In [None]:
import pandas as pd
import numpy as np
import matplotlib.pyplot as plt
%matplotlib inline
import seaborn as sbn



In [None]:
from matplotlib.pylab import rcParams
rcParams["figure.figsize"] = 10,6


 # Loading of Dataset

In [None]:
bCancerDf = pd.read_csv("breast-cancer_csv.csv",na_values=["?"])
bCancerDf.head(10)



In [None]:
##Age to Ordinal Data
##menopause to Categorical
##Tumor size ordinal
##inv-nodes to ordinal
##Node-caps to ordinal
##deg-malig to ordinal
##breast to categorical
##irradiat to categorical



In [None]:
bCancerDf.shape


 # Checking For Null Values

In [None]:
bCancerDf.isna().sum()


 # Decriptive Statistics of Data For Numeric Columns

In [None]:
bCancerDf.describe(include=np.object)



In [None]:
bCancerDf.describe(include=np.number)


 # Fix Some Columns With Values Not In Right Format

 Age,Tumor Nodes & Tumor Size were in ranges. So to help simplify things we computed the numerical averages for them.Even though this might affect the data we dont think it will be that have that much impact..

In [None]:
def toInt(data,col_name):
    new_data = []
    for val in data:
        high,low = val.split("-")
        new_val = np.ceil((int(high) + int(low))/2)
        new_data.append(new_val)
    return pd.DataFrame(new_data,columns=[col_name])



In [None]:
tobe_fixed = ["age","tumor-size","inv-nodes"]
new_dframes = []
for col in tobe_fixed:
    column = bCancerDf[col].values
    new_dframes.append(toInt(column,col))
final_bCancerDf = pd.concat(new_dframes,axis=1)



In [None]:
final_bCancerDf.head()


 # Dropping Of Breast-Quad Column

 On Investigation, we found that breast-quadrants were incorrectly assigned to "RIGHT" even though the left breast was impacted.

In [None]:
bCancerDf = bCancerDf.drop("breast-quad",axis=1)


 # Fixing Missing Values

In [None]:
from sklearn.impute import SimpleImputer



In [None]:
myImputer = SimpleImputer(strategy="most_frequent")



In [None]:
bCancerDf.loc[:,["node-caps"]] = myImputer.fit_transform(bCancerDf.loc[:,["node-caps"]])

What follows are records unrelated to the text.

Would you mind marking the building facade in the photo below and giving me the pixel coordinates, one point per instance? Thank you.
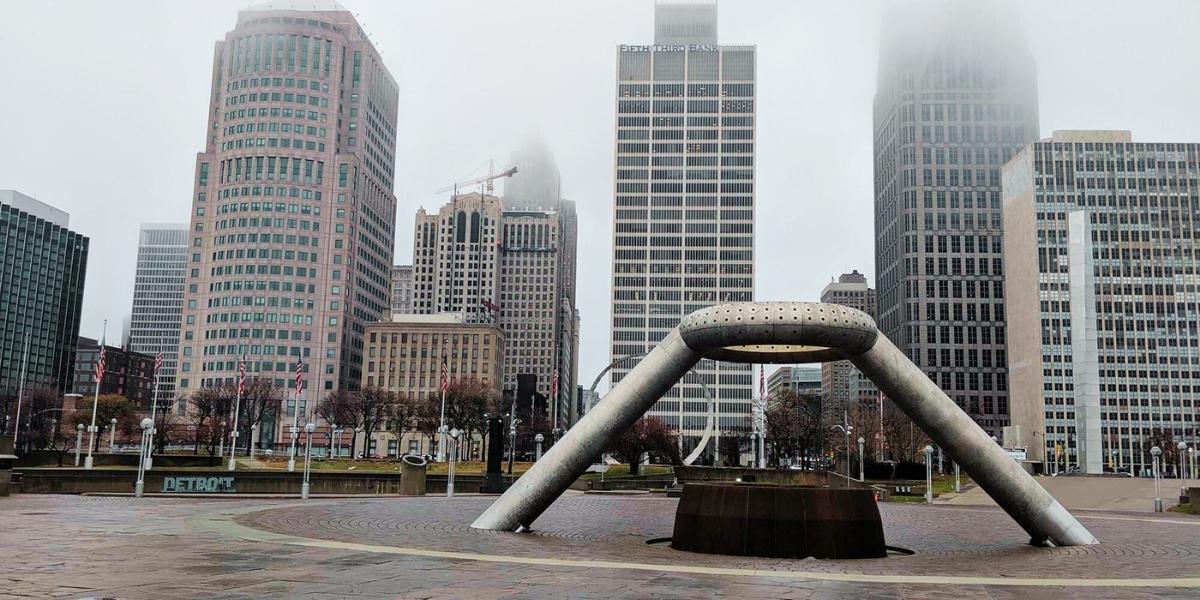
(538, 189)
(126, 373)
(456, 256)
(803, 379)
(405, 355)
(529, 305)
(957, 97)
(159, 300)
(42, 269)
(402, 288)
(1103, 256)
(683, 214)
(485, 264)
(293, 211)
(843, 385)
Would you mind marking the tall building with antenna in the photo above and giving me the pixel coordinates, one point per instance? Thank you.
(683, 213)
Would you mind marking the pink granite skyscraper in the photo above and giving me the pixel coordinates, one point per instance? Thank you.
(293, 214)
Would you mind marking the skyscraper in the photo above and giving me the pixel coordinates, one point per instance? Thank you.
(293, 213)
(486, 264)
(402, 288)
(843, 385)
(159, 299)
(683, 210)
(957, 97)
(42, 268)
(456, 257)
(538, 187)
(1102, 251)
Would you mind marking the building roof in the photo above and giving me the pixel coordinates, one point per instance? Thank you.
(36, 208)
(298, 5)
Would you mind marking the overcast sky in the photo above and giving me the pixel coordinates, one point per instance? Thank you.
(102, 109)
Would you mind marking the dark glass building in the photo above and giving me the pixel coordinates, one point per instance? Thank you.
(42, 268)
(957, 97)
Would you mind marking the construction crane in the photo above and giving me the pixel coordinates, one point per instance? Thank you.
(487, 180)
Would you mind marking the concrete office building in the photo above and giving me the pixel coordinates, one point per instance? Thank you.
(843, 385)
(538, 187)
(456, 256)
(405, 355)
(1103, 271)
(42, 268)
(486, 264)
(402, 288)
(126, 372)
(803, 379)
(293, 210)
(957, 97)
(529, 307)
(159, 301)
(684, 201)
(538, 184)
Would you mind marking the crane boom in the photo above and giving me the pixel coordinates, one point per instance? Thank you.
(486, 180)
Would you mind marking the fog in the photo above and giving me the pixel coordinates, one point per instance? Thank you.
(103, 108)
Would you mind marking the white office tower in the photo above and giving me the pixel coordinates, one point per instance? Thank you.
(159, 300)
(684, 203)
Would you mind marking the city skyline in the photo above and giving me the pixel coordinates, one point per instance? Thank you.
(1073, 95)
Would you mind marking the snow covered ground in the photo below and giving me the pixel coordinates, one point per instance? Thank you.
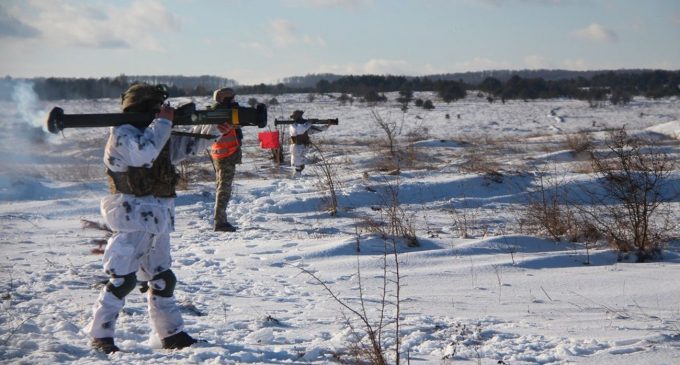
(478, 292)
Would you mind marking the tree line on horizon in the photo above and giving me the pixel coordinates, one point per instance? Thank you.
(615, 86)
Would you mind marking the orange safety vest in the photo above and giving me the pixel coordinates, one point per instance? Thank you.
(227, 145)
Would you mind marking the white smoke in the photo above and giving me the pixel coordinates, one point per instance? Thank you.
(27, 105)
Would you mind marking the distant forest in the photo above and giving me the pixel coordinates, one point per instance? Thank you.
(595, 86)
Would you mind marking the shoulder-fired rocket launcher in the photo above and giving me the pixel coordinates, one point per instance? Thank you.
(186, 114)
(313, 121)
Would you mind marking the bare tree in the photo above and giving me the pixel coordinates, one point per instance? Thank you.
(630, 205)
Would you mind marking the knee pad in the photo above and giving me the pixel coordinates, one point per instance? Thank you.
(120, 286)
(166, 287)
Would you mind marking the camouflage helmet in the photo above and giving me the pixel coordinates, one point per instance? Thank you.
(141, 97)
(223, 94)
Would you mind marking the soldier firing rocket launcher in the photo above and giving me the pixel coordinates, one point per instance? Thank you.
(186, 114)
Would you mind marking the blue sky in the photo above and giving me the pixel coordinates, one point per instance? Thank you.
(255, 41)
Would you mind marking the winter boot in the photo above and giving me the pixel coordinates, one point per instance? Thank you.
(224, 227)
(105, 345)
(178, 341)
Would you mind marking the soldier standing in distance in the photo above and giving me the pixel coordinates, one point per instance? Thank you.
(225, 155)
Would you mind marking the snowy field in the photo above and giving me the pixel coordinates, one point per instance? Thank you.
(478, 289)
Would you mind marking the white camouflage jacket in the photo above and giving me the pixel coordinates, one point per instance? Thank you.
(129, 146)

 # Converting Categorical Columns To Numeric Columns

In [None]:
breast =  pd.get_dummies(data=bCancerDf.breast,prefix="breast",drop_first=True)
menopause = pd.get_dummies(data=bCancerDf.menopause,prefix="menopause",drop_first=True)
irradiat = pd.get_dummies(data=bCancerDf.irradiat,prefix="irradiat",drop_first=True)
node_caps = pd.get_dummies(data=bCancerDf["node-caps"],prefix="node-caps",drop_first=True)



In [None]:
final_bCancerDf = pd.concat([final_bCancerDf,menopause,node_caps,breast,irradiat,bCancerDf["deg-malig"],bCancerDf["Class"]],1)



In [None]:
from sklearn.preprocessing import LabelBinarizer



In [None]:
labeler = LabelBinarizer()



In [None]:
final_bCancerDf.iloc[:,[-1]] = labeler.fit_transform(final_bCancerDf.iloc[:,[-1]])



In [None]:
final_bCancerDf.head()



 # Scaling of Features Excluding The Target to Deal With Euclidean Distance

In [None]:
from sklearn.preprocessing import RobustScaler



In [None]:
scaler = RobustScaler()



In [None]:
final_bCancerDf.iloc[:,:-1] = scaler.fit_transform(final_bCancerDf.iloc[:,:-1])



In [None]:
final_bCancerDf.head()


 # Checking For Correlation

In [None]:
sbn.heatmap(final_bCancerDf.corr(),annot=True,linewidths=.5,robust=True)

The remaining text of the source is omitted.